Helmand health department chief Sher Ali Shakir said Monday that in the previous 24 hours, seven people were killed and 95 were wounded in the fighting and were transferred to hospitals in the province.
As they rolled through provincial capitals, the Taliban issued an English language statement on Sunday saying that residents, government employees, and security officials had nothing to fear from them.
However, revenge attacks and repressive treatment of women have been reported in areas now under Taliban control.
Meanwhile, hundreds of people displaced by fighting in northern provinces have reached Kabul, where they are living in parks without adequate access to drinking water amid scorching summer temperatures.
“We walked with slippers, didn’t have the chance to wear our shoes,” said Bibi Ruqia, who left northern Takhar province after a bomb hit her house. “We had to escape, now we are here in a park.”

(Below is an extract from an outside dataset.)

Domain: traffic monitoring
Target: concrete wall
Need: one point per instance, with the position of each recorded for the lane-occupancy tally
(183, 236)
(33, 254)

In Kabul on Sunday, unknown gunmen shot dead a journalist and a colleague, said police spokesman Ferdaws Faramarz. He said Toofan Omar was also a prosecutor in Paktia province. Omar was traveling from Bagram to Kabul when his car was ambushed.
“Its not clear whether it was the result of a personal dispute or he was killed for being a prosecutor or journalist,” Faramarz said.
The Taliban in response to a query from The Associated Press said they were investigating the incident.
The Taliban often target government officials and those they perceive as working for the government or foreign forces, though several attacks have been claimed by the Islamic State group.